En uno de mis variados y ajetreados desplazamientos veraniegos, opté por dejar el coche y tomar el tren. Había olvidado que hay rincones perdidos de España, a los que llegar supone tomar un contenedor-tartana.
Tomé pues el tren, que hacía honor a la onomatopeya de su movimiento. El traca-traca-traca, el traqueteo me condujo por los senderos de la memoria hacia aquellos vagones de madera de antaño, de asientos corridos y con compartimentos, sin embargo, en el que yo iba se notaba la modernidad. El aire acondicionado enfriaba con rabia los coches, luciendo con luces rojas sus 18 º, tanto que tuve que abrir la maleta en medio de aquel mini-pasillo para sacar algo con qué abrigar mis pobres huesos que, minutos antes, habían huido del bochornoso calor exterior.

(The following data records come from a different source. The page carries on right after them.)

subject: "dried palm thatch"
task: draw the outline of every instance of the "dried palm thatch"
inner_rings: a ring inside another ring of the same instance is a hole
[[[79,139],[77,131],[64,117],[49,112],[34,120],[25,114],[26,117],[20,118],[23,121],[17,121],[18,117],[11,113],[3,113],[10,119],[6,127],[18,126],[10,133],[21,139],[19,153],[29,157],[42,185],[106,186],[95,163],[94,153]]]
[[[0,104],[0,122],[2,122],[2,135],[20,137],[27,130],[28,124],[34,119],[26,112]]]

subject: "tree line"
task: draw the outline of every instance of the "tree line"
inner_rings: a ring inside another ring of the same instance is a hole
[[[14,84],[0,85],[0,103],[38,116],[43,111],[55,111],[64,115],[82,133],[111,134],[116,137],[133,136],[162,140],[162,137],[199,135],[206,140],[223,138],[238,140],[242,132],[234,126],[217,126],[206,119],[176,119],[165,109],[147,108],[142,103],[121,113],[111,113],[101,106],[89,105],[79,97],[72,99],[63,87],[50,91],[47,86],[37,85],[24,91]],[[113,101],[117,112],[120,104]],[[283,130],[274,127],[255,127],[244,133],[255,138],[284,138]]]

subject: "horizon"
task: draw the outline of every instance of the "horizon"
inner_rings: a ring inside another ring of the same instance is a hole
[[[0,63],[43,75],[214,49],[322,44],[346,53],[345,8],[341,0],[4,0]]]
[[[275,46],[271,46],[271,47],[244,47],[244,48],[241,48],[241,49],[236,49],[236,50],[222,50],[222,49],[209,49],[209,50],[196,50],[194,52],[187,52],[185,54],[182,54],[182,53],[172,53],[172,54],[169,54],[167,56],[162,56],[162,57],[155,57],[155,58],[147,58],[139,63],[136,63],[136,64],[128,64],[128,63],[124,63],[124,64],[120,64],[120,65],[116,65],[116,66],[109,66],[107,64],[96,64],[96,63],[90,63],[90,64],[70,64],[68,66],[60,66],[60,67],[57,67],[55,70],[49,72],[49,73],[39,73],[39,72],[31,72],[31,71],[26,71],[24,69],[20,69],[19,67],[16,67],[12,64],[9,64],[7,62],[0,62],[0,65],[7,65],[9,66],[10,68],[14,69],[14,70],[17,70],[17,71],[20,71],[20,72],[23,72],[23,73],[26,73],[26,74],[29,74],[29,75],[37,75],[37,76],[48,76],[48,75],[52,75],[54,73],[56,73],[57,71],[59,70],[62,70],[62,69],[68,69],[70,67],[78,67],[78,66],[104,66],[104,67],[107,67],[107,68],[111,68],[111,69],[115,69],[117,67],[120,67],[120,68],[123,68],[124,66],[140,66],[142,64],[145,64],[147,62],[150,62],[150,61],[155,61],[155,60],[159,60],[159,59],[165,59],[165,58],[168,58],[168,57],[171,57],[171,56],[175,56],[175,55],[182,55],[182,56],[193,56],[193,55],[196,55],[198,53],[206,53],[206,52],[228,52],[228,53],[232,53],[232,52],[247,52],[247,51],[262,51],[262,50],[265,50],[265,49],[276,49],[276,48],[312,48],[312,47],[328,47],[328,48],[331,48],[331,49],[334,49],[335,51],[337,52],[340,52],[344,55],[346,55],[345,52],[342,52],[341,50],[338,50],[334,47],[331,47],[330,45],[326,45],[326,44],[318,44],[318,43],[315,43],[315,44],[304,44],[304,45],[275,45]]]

También se notaba la modernidad de aquel vagón en los individuos contenidos. Parecía un parque temático friki, de estrafalarios viajeros. La abuela, rodeada de bolsas y paquetitos, que abrazaba y besaba con fruición un perro de esos diminutos, que si hubiera podido abrir la boca, seguro había mandado a su dueña a otro vagón. Luego estaba el hombre recalcitrante que vestía completamente de Armani -pantalón, camisa, calzoncillos, calcetines, naúticos, reloj, pulserita, gafas e incluso maleta-, todo ello validado con visibles etiquetas, tantas que daba angustia su condición de hombre-anuncio. Detrás un pobre gordo sudoroso, con camisa desabotonada y cadenas de oro, cuya intimidad debía sufrir alguna contrariedad porque sus glándulas sudoríparas funcionaban al revés. Y no podía faltar el bebé que berreaba sin parar a pesar de que el tren bailaba para acunarlo.
Pensé ir al aseo, pero ¿cómo acertar con este traqueteo, sin ensuciar la taza?
Dejé de mirar a mis compañeros del parque temático y entonces volví a ser consciente de la edad del tren en el que me había montado: asientos con las tapicerías desgastadas y raídas en todas las esquinas, recipientes que una vez debieron servir para los fumadores, etc. En conjunto, era una serie de pequeños vagones familiares, formados por dieciséis asientos, agrupados en cuatro conjuntos con mesa plegable central, dos a cada lado del pasillo, que asemejaban coquetas salitas de estar. Tal vez traqueteaban tanto, de alegría, porque les habían permitido salir del museo de antigüedades en el que habitaban para echar una carrera por sus amadas vías, y habían tenido suerte con los pintorescos viajeros.
¡Pí-píiiiiiii! Suena el silbato. Por fin anuncia el final de trayecto. Con mi equilibrio algo inestable, bajo apresuradamente del tren. Agradecí el calor que despedía el asfalto y mis ojos se llenaron del bellísimo firmamento estrellado de aquella estación. Eché de menos un cigarrillo y un enamorado que me estuviera esperando. Otra vez será, tal vez.